Diante da divergência instaurada, conforme demonstrado acima, a Corte Especial do STJ, no final do ano de 2018, assentou a impenhorabilidade só se aplica à parte do patrimônio do devedor que seja efetivamente necessária à manutenção de seu mínimo existencial, à manutenção de sua dignidade e da de seus dependentes e, com isso, permitiu a penhora de parte do salário para o pagamento de dívida de natureza não alimentar. Eis, por oportuno, a ementa do referido julgado:
“PROCESSUAL CIVIL. EMBARGOS DE DIVERGÊNCIA EM RECURSO ESPECIAL. EXECUÇÃO DE TÍTULO EXTRAJUDICIAL. IMPENHORABILIDADE DE VENCIMENTOS. CPC/73, ART. 649, IV. DÍVIDA NÃO ALIMENTAR. CPC/73, ART. 649, PARÁGRAFO 2º. EXCEÇÃO IMPLÍCITA À REGRA DE IMPENHORABILIDADE. PENHORABILIDADE DE PERCENTUAL DOS VENCIMENTOS. BOA-FÉ. MÍNIMO EXISTENCIAL. DIGNIDADE DO DEVEDOR E DE SUA FAMÍLIA.1. Hipótese em que se questiona se a regra geral de impenhorabilidade dos vencimentos do devedor está sujeita apenas à exceção explícita prevista no parágrafo 2º do art. 649, IV, do CPC/73 ou se, para além desta exceção explícita, é possível a formulação de exceção não prevista expressamente em lei.2. Caso em que o executado aufere renda mensal no valor de R$ 33.153,04, havendo sido deferida a penhora de 30% da quantia.3. A interpretação dos preceitos legais deve ser feita a partir da Constituição da República, que veda a supressão injustificada de qualquer direito fundamental. A impenhorabilidade de salários, vencimentos, proventos etc. tem por fundamento a proteção à dignidade do devedor, com a manutenção do mínimo existencial e de um padrão de vida digno em favor de si e de seus dependentes.
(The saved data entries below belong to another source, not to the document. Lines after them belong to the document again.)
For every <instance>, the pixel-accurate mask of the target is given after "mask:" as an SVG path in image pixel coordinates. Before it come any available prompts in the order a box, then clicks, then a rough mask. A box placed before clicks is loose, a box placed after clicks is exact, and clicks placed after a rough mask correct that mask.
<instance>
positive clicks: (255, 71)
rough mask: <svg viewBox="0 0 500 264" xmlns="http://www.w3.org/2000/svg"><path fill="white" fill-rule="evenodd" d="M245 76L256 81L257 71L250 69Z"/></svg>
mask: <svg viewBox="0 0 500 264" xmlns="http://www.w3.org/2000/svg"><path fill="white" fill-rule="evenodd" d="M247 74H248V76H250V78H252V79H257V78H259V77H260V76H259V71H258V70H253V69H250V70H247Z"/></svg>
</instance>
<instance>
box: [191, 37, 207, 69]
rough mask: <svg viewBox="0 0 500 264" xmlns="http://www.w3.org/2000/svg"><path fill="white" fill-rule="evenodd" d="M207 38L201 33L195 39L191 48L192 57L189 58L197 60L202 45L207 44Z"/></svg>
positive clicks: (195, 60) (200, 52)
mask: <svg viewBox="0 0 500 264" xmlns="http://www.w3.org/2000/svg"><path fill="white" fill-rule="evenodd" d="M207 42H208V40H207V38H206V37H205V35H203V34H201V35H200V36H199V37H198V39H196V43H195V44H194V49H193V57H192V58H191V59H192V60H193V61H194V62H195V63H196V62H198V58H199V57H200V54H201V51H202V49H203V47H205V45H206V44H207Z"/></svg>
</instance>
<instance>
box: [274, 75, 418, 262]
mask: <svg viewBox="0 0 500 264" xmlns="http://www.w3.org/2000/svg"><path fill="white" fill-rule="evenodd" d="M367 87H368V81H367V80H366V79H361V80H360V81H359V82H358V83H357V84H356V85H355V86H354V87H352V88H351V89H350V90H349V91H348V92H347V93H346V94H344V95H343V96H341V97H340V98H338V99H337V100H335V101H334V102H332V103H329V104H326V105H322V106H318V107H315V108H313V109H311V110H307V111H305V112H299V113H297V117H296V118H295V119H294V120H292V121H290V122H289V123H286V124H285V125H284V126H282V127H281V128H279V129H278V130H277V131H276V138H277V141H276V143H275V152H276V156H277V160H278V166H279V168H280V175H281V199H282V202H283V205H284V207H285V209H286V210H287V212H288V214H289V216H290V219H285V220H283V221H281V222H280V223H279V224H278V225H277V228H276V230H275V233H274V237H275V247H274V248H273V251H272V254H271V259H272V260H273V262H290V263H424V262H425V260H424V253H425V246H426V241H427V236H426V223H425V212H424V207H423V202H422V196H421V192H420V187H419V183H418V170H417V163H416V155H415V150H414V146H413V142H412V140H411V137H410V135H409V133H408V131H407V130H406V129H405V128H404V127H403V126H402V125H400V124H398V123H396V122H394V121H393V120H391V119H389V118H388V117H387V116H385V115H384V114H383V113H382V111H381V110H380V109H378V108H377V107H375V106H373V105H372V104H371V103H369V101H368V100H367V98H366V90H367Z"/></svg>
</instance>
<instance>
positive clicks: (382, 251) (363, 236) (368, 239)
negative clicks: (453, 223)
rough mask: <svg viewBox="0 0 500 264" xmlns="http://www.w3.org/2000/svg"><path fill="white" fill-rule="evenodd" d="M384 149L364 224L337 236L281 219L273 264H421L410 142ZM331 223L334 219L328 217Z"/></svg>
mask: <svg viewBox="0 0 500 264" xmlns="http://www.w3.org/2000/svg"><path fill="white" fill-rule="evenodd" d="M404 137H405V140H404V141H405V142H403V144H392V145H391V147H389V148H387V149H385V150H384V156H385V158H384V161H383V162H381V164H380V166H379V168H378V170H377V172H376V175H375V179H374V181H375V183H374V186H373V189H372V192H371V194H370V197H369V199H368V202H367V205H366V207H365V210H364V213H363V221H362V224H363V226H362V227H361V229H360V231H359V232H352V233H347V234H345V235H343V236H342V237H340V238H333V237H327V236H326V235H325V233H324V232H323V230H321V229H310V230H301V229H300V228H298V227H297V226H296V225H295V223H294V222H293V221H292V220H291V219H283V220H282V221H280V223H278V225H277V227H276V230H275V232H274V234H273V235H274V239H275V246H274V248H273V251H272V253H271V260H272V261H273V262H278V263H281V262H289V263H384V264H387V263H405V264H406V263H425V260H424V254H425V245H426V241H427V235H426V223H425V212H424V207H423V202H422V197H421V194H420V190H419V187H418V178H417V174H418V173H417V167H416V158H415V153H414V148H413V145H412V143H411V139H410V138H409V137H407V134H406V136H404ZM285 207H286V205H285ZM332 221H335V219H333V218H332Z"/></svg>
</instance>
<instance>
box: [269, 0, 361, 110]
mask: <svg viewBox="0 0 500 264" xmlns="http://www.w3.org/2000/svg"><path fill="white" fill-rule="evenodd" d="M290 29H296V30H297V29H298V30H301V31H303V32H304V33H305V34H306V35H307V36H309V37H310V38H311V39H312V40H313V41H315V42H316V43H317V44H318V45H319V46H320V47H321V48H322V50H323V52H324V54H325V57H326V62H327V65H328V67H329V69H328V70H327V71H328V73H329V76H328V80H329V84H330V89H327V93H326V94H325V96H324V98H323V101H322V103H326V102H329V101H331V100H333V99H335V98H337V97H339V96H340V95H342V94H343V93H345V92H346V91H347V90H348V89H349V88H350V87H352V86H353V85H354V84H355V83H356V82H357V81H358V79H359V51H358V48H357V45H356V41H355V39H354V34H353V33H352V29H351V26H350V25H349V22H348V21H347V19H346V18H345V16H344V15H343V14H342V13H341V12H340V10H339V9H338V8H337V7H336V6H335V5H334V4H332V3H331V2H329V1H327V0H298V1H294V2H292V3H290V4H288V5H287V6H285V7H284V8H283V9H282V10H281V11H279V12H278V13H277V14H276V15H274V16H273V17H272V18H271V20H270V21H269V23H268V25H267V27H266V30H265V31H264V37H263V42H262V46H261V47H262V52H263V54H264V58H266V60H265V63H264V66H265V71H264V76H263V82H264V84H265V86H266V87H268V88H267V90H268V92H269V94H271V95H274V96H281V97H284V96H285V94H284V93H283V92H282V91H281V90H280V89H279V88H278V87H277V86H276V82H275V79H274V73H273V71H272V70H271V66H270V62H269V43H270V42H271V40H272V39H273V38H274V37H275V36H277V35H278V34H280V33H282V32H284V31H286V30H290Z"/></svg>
Por outro lado, o credor tem direito ao recebimento de tutela jurisdicional capaz de dar efetividade, na medida do possível e do proporcional, a seus direitos materiais.4. O processo civil em geral, nele incluída a execução civil, é orientado pela boa-fé que deve reger o comportamento dos sujeitos processuais. Embora o executado tenha o direito de não sofrer atos executivos que importem violação à sua dignidade e à de sua família, não lhe é dado abusar dessa diretriz com o fim de impedir injustificadamente a efetivação do direito material do exequente.5. Só se revela necessária, adequada, proporcional e justificada a impenhorabilidade daquela parte do patrimônio do devedor que seja efetivamente necessária à manutenção de sua dignidade e da de seus dependentes.6. A regra geral da impenhorabilidade de salários, vencimentos, proventos etc. (art. 649, IV, do CPC/73; art. 833, IV, do CPC/2015), pode ser excepcionada quando for preservado percentual de tais verbas capaz de dar guarida à dignidade do devedor e de sua família.7. Recurso não provido”.(EREsp 1.582.475/MG, Rel. Ministro BENEDITO GONÇALVES, CORTE ESPECIAL, julgado em 3/10/2018, REPDJe 19/03/2019, DJe 16/10/2018).
Entendeu-se, pois que o mutuário (devedor) recebe determinada quantia do mutuante (instituição financeira ou cooperativa de crédito) e, em contrapartida, ocorre a diminuição do salário devido aos descontos efetuados diretamente na folha de pagamento. Porém, ainda que as parcelas do empréstimo contratado sejam descontadas diretamente da folha de pagamento do mutuário, a origem desse valor não é salarial, pois não se trata de valores decorrentes de prestação de serviço, motivo pelo qual não possui, em regra, natureza alimentar.